I am going to miss summer with all its wonderful variety of fresh fruits and vegetables, so I am going to make the most of what time is left. Today, Laura and I had a very delicious and healthy salad made with fresh peaches, arugula and basil. The recipe by America’s Test Kitchen, Cooking Fresh, 2015, asks for frisée, but I used arugula, instead. Watercress would also make a great substitute. The proteins in this salad are black-eyed peas with some crunchiness from toasted, chopped pecans. The surprise flavor is from the finely chopped jalapeño pepper. The salad was a hit with my daughter, who will be returning to college in just a few days.

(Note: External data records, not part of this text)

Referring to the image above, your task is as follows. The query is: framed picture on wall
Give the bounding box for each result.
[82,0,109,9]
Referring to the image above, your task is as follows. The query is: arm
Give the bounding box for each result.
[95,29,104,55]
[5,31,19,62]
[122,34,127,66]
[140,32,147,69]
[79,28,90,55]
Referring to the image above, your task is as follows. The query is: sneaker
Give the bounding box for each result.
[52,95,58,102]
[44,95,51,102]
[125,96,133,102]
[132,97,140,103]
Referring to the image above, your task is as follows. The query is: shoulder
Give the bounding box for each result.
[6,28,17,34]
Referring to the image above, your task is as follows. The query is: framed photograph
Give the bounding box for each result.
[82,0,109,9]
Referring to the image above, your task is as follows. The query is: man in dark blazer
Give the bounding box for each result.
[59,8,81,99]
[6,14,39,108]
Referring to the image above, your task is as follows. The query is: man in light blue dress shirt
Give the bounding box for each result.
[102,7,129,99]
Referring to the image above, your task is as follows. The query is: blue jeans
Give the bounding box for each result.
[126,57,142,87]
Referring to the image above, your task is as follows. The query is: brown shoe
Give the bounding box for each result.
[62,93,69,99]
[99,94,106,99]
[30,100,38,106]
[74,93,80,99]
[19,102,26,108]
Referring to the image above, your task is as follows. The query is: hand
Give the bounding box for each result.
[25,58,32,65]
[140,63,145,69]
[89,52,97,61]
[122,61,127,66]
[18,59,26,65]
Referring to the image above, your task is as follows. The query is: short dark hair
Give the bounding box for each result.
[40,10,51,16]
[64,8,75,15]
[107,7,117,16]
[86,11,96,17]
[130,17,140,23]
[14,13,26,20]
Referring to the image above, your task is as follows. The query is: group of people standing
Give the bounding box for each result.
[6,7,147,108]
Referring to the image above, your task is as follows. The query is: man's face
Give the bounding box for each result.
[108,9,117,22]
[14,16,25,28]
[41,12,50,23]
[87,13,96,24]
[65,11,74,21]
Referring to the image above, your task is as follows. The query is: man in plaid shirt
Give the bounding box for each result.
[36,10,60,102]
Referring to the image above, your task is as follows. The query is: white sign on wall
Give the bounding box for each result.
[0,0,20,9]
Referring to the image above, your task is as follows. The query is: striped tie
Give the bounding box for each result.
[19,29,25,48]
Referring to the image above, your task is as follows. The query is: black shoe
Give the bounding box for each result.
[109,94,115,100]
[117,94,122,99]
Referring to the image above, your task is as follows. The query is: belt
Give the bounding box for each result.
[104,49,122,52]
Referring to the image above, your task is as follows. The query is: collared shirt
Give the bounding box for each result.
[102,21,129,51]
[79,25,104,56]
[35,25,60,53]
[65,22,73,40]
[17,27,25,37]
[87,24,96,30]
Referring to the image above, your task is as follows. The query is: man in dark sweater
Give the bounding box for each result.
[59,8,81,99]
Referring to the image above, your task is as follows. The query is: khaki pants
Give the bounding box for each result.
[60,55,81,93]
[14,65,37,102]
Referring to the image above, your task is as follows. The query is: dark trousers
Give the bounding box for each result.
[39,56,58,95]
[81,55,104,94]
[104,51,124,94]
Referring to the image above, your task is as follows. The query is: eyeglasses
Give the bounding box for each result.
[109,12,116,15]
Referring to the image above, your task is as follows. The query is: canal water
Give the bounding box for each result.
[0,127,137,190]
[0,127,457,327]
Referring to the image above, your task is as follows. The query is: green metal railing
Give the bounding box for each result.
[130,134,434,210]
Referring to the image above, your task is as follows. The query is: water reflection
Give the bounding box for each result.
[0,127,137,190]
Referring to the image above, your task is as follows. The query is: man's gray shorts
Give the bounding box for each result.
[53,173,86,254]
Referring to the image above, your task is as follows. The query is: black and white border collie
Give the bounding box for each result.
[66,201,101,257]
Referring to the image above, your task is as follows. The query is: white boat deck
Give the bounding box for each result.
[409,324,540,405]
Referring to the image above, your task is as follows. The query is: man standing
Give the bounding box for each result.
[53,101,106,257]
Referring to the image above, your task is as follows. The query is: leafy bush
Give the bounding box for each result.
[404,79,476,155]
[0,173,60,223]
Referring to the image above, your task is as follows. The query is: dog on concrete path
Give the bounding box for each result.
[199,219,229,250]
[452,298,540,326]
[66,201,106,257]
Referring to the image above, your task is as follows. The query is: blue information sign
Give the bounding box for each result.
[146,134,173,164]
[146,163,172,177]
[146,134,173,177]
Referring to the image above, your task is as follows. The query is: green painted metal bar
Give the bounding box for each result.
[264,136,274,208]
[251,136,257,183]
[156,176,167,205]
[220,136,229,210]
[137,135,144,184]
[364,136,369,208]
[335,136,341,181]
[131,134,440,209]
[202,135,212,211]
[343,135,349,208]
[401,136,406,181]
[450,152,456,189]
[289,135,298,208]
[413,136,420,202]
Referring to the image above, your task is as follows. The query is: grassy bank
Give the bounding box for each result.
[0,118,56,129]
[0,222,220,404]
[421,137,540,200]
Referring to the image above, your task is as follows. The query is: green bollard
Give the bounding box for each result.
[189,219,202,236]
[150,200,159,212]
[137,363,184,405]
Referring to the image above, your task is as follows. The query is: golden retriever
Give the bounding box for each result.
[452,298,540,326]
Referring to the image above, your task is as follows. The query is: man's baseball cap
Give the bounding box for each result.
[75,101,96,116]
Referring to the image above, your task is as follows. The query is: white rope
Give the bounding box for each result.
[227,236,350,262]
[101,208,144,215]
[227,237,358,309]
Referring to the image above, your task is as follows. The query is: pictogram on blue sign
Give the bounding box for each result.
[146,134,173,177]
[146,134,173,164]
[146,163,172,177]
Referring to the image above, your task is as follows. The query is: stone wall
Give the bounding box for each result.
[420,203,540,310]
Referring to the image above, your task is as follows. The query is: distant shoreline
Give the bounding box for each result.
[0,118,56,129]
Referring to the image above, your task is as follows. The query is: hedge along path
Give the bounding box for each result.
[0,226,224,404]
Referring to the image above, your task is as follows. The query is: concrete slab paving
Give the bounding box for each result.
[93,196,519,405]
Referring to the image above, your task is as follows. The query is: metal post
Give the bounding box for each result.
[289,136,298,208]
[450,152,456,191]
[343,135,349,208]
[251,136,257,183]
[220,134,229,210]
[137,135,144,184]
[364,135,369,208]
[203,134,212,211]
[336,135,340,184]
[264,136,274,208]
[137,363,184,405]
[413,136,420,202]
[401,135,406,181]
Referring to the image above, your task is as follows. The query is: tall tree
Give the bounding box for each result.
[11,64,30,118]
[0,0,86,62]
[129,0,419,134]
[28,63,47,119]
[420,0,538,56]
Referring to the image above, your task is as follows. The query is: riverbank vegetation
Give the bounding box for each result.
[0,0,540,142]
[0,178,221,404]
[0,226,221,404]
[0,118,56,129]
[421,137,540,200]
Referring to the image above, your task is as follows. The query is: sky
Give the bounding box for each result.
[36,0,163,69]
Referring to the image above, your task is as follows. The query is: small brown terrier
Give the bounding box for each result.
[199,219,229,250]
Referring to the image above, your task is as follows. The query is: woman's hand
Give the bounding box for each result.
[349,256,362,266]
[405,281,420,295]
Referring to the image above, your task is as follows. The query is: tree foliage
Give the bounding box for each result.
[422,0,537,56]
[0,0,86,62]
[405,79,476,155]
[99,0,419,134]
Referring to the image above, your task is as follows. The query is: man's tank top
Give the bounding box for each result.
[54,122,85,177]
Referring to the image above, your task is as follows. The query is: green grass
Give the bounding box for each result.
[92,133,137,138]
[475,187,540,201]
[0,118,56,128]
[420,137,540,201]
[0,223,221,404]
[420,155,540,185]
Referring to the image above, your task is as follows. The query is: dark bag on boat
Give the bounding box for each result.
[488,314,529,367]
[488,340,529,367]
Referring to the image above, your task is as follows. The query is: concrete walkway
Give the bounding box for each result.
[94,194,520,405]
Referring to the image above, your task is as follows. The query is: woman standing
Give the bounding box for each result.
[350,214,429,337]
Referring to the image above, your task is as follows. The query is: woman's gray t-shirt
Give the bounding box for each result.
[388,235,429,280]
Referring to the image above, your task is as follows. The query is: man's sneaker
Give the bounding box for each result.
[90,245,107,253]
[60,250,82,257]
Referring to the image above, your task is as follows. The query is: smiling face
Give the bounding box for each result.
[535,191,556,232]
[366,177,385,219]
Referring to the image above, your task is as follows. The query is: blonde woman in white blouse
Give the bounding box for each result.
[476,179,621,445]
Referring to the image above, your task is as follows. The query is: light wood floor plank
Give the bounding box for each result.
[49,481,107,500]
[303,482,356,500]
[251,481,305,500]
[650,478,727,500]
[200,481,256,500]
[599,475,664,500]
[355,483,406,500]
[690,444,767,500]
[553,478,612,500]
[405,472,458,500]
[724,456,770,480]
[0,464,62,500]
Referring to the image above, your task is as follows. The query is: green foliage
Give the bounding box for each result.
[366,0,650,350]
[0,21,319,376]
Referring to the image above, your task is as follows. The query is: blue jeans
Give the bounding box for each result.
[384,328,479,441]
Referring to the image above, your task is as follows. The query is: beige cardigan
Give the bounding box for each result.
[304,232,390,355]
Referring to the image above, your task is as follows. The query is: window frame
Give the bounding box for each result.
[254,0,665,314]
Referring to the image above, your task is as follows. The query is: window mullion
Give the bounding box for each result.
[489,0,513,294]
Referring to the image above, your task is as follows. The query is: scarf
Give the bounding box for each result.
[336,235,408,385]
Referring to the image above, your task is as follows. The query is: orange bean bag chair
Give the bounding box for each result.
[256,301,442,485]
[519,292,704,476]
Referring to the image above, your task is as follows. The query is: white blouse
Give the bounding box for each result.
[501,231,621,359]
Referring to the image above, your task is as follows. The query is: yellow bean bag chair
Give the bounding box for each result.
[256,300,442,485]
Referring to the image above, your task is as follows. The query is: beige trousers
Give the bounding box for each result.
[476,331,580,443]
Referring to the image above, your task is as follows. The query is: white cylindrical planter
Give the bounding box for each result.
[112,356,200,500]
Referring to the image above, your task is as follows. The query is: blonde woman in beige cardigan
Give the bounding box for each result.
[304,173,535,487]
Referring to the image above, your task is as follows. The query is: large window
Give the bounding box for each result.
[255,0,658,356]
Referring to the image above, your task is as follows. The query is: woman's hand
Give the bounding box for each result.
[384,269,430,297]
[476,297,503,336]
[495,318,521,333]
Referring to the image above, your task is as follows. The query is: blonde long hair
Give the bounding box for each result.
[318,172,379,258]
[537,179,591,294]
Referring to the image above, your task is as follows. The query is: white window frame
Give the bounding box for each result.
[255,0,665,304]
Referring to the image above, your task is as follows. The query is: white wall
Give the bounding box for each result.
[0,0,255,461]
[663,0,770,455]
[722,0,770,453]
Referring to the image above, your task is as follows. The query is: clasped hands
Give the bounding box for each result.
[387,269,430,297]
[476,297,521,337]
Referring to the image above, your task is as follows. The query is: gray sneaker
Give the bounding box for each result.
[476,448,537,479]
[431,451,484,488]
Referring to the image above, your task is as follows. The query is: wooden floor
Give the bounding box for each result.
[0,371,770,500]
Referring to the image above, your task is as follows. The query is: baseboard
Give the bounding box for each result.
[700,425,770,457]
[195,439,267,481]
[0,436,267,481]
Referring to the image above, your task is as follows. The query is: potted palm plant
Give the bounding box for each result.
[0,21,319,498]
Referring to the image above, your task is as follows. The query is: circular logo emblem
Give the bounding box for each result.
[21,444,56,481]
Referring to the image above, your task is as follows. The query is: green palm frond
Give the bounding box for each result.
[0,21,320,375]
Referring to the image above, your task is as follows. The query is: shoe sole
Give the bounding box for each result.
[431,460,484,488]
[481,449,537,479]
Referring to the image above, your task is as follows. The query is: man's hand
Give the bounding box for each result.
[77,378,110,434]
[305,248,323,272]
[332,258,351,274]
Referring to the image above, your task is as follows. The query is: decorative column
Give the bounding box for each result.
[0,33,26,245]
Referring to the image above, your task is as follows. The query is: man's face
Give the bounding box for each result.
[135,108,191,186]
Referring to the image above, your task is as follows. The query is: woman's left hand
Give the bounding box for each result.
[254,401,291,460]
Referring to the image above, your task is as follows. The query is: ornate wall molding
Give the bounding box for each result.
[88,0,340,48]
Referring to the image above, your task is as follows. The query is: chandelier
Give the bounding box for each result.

I’m going to miss my food critic!
- 1 teaspoon lime zest
- 2½ tablespoons lime juice
- 1 teaspoon organic honey
- 1 small garlic clove, minced
- Sea salt
- Freshly ground pepper
- 2 tablespoons organic extra-virgin olive oil
- 2 (15 ounce) cans black-eyed peas, rinsed
- 2 peaches, halved, pitted and chopped coarse
- 3 ounces arugula, frisée, or watercress
- ¼ cup red onion, finely chopped
- ¼ cup pecans, toasted chopped
- ¼ cup fresh basil leaves, torn into ½-inch pieces
- 1 jalapeño pepper, stemmed, seeded and finely chopped
- Whisk together lime zest, lime juice, honey, and garlic in a large bowl. Drizzle in olive oil, stirring constantly. Add salt and pepper to taste.
- Add peas, peaches, arugula, onion, pecans, basil and jalapeño to large bowl. Toss thoroughly. Add additional salt and pepper, if necessary. 4 to 6 servings.